2. Die Beschwerde des Antragstellers gegen den Beschluss des Sozialgerichts Berlin vom 31. August 2005 ist gemäß §§ 172 Abs. 1 und 173 SGG zulässig. Sie hatte ferner in dem aus dem Tenor ersichtlichen Umfang auch Erfolg. Auf den - bei verständiger Würdigung dahin auszulegenden – Antrag des Antragstellers, ihm ab August 2005 das ihm bewilligte Arbeitslosengeld II auch auszuzahlen, war die Antragsgegnerin entsprechend vorläufig zu verurteilen.

Nach § 86b Abs. 2 SGG sind einstweilige Anordnungen zur Regelung eines vorläufigen Zustandes in Bezug auf ein streitiges Rechtsverhältnis zulässig, wenn eine solche Regelung zur Abwendung wesentlicher Nachteile nötig erscheint. Dies ist hier der Fall.
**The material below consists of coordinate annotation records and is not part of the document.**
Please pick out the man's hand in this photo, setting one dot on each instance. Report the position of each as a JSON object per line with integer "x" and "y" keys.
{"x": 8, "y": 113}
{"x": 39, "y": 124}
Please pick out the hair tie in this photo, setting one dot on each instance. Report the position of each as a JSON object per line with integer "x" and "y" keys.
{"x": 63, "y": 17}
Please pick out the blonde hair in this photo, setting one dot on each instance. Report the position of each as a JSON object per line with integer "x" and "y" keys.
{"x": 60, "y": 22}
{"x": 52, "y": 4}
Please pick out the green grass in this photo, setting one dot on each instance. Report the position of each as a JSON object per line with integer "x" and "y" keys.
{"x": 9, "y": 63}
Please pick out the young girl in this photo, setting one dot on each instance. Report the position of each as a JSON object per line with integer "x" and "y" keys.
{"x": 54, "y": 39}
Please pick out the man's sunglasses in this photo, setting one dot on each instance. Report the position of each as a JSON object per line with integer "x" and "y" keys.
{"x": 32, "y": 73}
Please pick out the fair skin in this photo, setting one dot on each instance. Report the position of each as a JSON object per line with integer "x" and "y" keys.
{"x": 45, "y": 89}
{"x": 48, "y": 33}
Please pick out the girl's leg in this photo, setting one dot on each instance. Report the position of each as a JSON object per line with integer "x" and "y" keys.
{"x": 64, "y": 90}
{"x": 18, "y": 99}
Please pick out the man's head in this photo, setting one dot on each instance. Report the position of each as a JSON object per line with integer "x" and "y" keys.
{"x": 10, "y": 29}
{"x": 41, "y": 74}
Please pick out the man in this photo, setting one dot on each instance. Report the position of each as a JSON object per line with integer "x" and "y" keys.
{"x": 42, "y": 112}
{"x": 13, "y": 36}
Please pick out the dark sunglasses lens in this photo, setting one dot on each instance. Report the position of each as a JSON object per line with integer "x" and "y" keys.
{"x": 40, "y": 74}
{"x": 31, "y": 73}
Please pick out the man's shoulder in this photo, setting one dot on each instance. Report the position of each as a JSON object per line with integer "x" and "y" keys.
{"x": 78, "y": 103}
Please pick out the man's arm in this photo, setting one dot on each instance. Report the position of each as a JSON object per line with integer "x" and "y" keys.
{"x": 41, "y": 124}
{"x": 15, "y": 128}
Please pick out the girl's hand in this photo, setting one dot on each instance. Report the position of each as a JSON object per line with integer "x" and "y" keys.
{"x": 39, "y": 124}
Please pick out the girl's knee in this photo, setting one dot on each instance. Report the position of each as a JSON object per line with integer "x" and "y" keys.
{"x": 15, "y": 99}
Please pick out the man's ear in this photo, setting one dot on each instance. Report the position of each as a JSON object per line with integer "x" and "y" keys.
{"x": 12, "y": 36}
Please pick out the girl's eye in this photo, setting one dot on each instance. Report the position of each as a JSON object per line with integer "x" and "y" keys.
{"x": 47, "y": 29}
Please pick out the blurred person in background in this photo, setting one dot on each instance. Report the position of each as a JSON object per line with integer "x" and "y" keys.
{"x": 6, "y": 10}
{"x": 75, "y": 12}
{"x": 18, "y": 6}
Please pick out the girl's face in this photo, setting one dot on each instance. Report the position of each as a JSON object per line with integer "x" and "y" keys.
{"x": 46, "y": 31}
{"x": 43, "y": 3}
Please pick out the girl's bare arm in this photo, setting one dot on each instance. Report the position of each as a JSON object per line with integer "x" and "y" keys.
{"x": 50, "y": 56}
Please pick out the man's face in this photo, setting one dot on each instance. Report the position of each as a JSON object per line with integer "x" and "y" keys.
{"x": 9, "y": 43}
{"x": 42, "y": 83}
Der Antragsteller, der die Auszahlung ihm bewilligter Leistungen zur Sicherung des Existenzminimums begehrt, hat ein Bedürfnis an einer Entscheidung im einstweiligen Rechtsschutzverfahren glaubhaft gemacht. Zwar würde die begehrte Auszahlung des Arbeitslosengeldes II nachträglich erfolgen, wenn sich im Hauptsacheverfahren herausstellen sollte, dass der Antragsteller die ihm zustehenden Leistungen tatsächlich nicht erhalten hat. Bezogen auf den Zeitraum ab Antragstellung bei Gericht ist jedoch – trotz der zwischenzeitlich erfolgten Vorschusszahlungen auf die Monate Oktober und November 2005 - das Existenzminimum nicht gedeckt. Denn in diesem bald vier Monate umfassenden Zeitraum ist ihm das Arbeitslosengeld nur in Höhe von insgesamt 630,00 EUR sicher zugeflossen und damit in einer Höhe, die das Existenzminimum nicht befriedigt, was – nach dem insoweit glaubhaften - Vortrag des Antragstellers zum Eingehen von Schulden geführt hat. Diese möglicherweise längere Zeit fortdauernde, erhebliche Beeinträchtigung kann nachträglich nicht mehr ausgeglichen werden. Der elementare Lebensbedarf eines Menschen kann grundsätzlich nur in dem Augenblick befriedigt werden, in dem er entsteht ("Gegenwärtigkeitsprinzip").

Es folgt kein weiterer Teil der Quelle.